European Commission spokeswoman Margaritis Schinas said Japan's "historic" agreement was "the biggest ever negotiated by the European Union." This agreement will create an open trading area covering nearly a third of the world's GDP, "Schinas added.

In China on Monday, the two leaders will meet with President Xi Jinping and Premier Li Keqiang to discuss their tensions shared with Washington.They both recently announced new tariffs on US products in retaliation for the measures imposed by Trump.They should reaffirm their support for the rules-based international order, including the Organization. World Trade Day, which faces unprecedented criticism of Trump.

Leaders will also discuss climate change – another point on which the EU disagrees with Trump After the withdrawal of the agreement from Paris on the climate and nuclear issues in North Korea and Iran, Schinas said:

But the EU and China will have to mitigate the existing differences on the practice s restrictive of the Beijing market, including dumping. Chinese imports at low prices, especially steel. The European Union has recently adopted measures to offset the consequences of granting the status of "so-called market economy" to the WTO, which will make it more difficult to prove and sanction from China.
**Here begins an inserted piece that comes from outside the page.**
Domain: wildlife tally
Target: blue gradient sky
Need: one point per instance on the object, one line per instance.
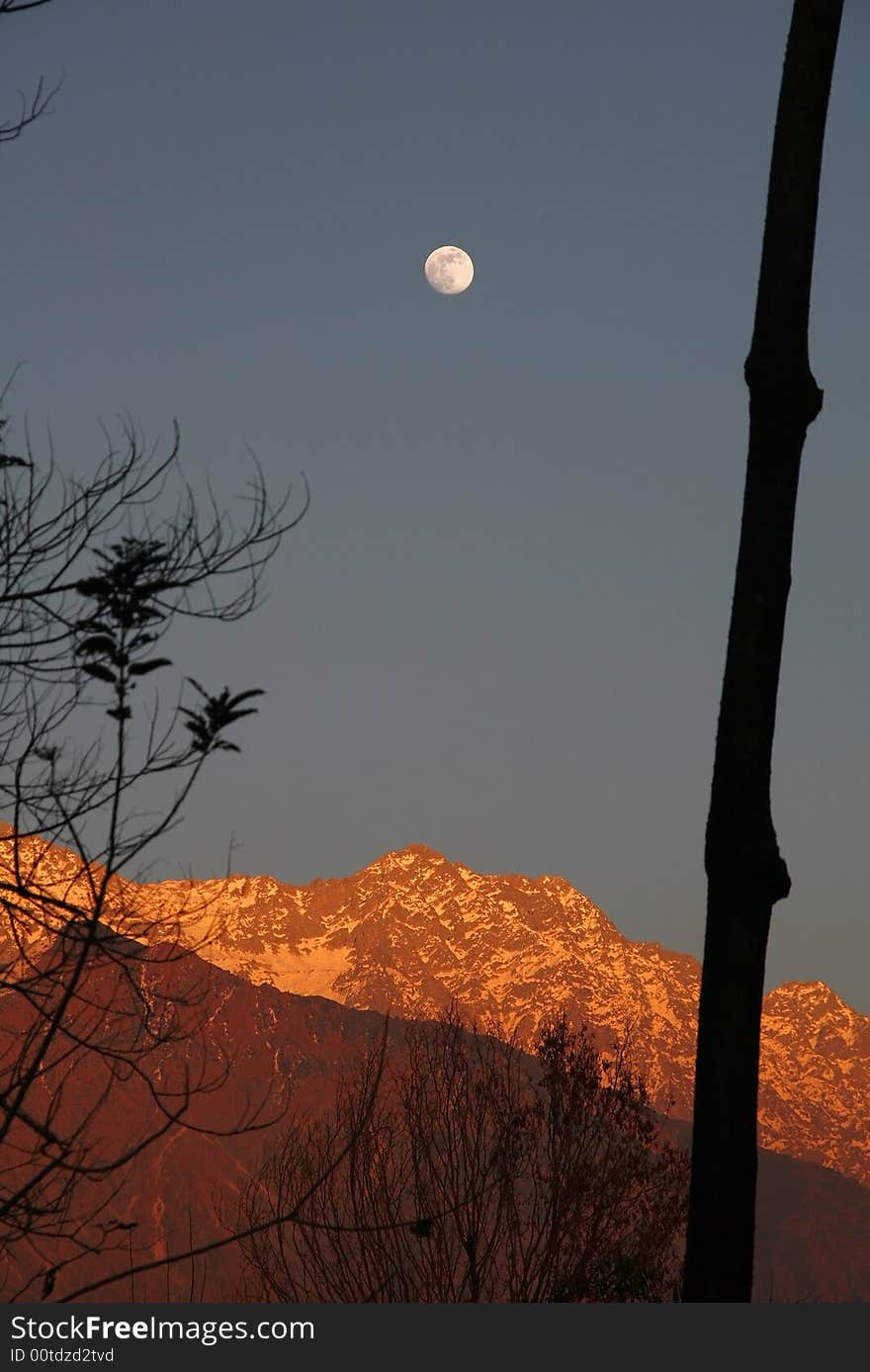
(499, 629)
In Tokyo, the talks will also focus on the presentation of a united front against the United States over its tariffs, the Japanese government having described them as "extremely deplorable".

The EU-Japan agreement was recently hailed as a "strong signal to the world" against US protectionism by EU Trade Commissioner Cecilia Malmstrom, who is traveling with Juncker and Tusk to Asia. Abe was originally scheduled to come to Brussels to sign the agreement last week, but canceled the trip after the floods and landslides in Japan killed more than 200 people.

Given the "tragic circumstances", Tusk said that they would move the summit to Tokyo

Schinas confirmed that Juncker would stick to his "very demanding program" and continue his journey in Asia despite a painful condition that has stumbled several times at a NATO summit in Brussels last week.

denied "insulting" suggestions that Juncker was drunk.